Here is some of the ways my family have taught me:
- Unconditional love – this is something you read about in spiritual literature, but I did not understand it, let alone offer it, until the moment my tiny baby was in my arms. That was me. Hooked. For life. What an amazing gift, to be able to feel that amount of love when you look at, or think about your child. I swear my heart literally grew. And, now I have a yard stick, I can at least attempt to offer this to the other people in my life.
- Surrender - Surrender is something else we are told to do… ‘you just have to let go’, or ‘surrender the needs of the ego’, or ‘perform acts with no thought of the benefits’. If you are lucky, you may figure out how to do this all by yourself, but I wonder if having a family is the first time many of us really get to come face to face with this practice. It starts in pregnancy, you no longer get to do things you like, from headstands to late nights, you surrender your body and desires, to prioritise someone else. Then, once they are here, it only increases. You surrender your sleep, your time, often also your work, your hobbies, your social life, etc. Grasping to maintain your life as it was before children can lead to great suffering for you and your family. Your life has changed – surrender!
- Blind spots – it is easy to cruise along thinking you are a calm, nice yogi. Throw in a young baby with colic and a grumpy partner, and you will soon discover aspects of your personality normally reserved for Christmas with your extended family!
- Humility – discovering that actually you don’t know everything and can’t be perfect all the time, and have to rely on others can have a wonderfully humbling effect. Freeing.
- Live in the moment – If you don’t, life can get hard. It is the moments where their little faces are lit up playing with a ball or learning to walk that make each day shine. When awake at 4am with a crying child, and you have to get up early to work a 12 hour shift, if you think about ‘I must get to sleep, I must sleep’ it will be hell. If in those moments you are completely present and forget the next day, be with your child, don’t long to be somewhere else, those are the moments of love and spaciousness, rather than stress and anxiety.
- Be a role model – best explained by the Dalai Lama in The Art of Happiness…P 44 “…the researchers are now seeking to discover the optimal environmental conditions that will allow the seed of caring and compassion to ripen in children. They have identified several factors: having parents who are able to regulate their own emotions, who model caring behaviours, who set appropriate limits on the children’s behaviour, who communicate that a child is responsible for her or his own behaviour, and who use reasoning to help direct the child’s attention to affective or emotional states and the consequences of her or his behaviour on others.” That certainly got me to up my game and got me thinking about the yamas and applying them.
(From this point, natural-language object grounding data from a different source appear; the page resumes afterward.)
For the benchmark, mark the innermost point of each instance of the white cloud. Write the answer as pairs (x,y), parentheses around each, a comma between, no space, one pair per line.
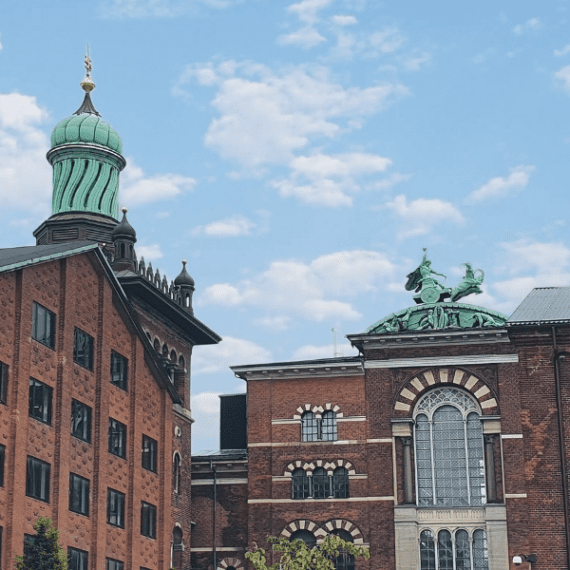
(231,351)
(308,10)
(306,37)
(25,175)
(533,264)
(561,52)
(264,117)
(531,24)
(420,215)
(142,9)
(149,252)
(230,227)
(344,20)
(564,77)
(328,180)
(499,187)
(136,188)
(310,352)
(315,291)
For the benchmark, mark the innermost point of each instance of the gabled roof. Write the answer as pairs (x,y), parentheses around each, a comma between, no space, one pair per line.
(18,257)
(542,306)
(12,259)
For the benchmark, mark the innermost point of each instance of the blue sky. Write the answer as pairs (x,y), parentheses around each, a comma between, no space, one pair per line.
(300,155)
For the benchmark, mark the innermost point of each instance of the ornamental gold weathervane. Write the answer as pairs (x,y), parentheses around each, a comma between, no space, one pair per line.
(437,304)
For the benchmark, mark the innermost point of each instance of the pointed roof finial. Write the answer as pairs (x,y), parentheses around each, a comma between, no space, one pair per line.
(87,84)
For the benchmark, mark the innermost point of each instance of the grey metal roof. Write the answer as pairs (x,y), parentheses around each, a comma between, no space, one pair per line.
(16,257)
(543,305)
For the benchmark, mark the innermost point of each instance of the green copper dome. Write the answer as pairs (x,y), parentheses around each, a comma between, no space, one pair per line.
(86,158)
(86,128)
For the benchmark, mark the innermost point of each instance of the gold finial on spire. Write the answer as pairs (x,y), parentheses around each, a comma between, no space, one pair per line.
(87,84)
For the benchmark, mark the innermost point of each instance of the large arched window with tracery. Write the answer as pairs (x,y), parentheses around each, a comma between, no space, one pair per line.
(450,470)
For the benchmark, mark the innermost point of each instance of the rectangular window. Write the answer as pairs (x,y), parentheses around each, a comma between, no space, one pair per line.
(77,559)
(2,459)
(3,382)
(78,494)
(148,520)
(117,438)
(40,401)
(83,349)
(113,564)
(80,420)
(119,369)
(116,508)
(150,449)
(43,325)
(37,479)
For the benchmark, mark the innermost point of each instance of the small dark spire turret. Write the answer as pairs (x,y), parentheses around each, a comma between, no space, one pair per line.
(124,239)
(186,287)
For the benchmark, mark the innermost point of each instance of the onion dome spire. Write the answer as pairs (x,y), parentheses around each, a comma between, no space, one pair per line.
(185,286)
(86,158)
(124,239)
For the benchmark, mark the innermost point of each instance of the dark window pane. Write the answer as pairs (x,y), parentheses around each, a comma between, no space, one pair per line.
(83,349)
(328,426)
(116,508)
(80,420)
(43,325)
(114,564)
(148,520)
(40,401)
(300,484)
(37,479)
(2,460)
(119,370)
(117,438)
(78,494)
(306,536)
(321,484)
(3,382)
(340,483)
(77,559)
(309,427)
(149,453)
(427,551)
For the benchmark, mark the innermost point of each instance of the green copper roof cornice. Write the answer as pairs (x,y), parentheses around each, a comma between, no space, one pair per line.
(85,179)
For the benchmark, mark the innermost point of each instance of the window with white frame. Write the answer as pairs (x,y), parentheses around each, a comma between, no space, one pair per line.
(315,428)
(450,470)
(459,550)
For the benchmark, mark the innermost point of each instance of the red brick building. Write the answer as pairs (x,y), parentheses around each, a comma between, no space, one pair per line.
(95,352)
(443,445)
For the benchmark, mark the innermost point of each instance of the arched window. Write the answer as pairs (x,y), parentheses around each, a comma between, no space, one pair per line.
(300,484)
(176,473)
(340,483)
(450,469)
(309,427)
(344,561)
(453,552)
(306,536)
(321,484)
(328,424)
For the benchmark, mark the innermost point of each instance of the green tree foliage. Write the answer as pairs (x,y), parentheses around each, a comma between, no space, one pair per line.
(295,555)
(43,552)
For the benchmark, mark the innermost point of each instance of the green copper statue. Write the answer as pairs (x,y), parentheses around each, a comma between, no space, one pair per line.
(437,307)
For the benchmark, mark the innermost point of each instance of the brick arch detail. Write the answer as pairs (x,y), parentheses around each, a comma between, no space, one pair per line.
(329,466)
(343,524)
(235,562)
(420,382)
(317,410)
(304,524)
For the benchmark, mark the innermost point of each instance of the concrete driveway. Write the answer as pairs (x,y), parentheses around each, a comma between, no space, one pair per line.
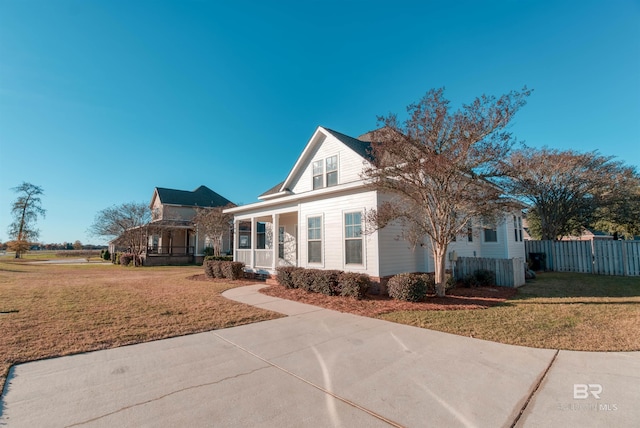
(321,368)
- Family home = Yoga Sala – The yoga practice changes, but discipline, self mastery and stillness are very much part of your daily life. If you have the space and motivation, the above can also be a list of how to practice and evolve, allowing your family home to be your yoga sala.
Each day I renew my aspiration to be a better Yogi for the sake of my children and my husband. The best gift I can think of, is offering them presence and love.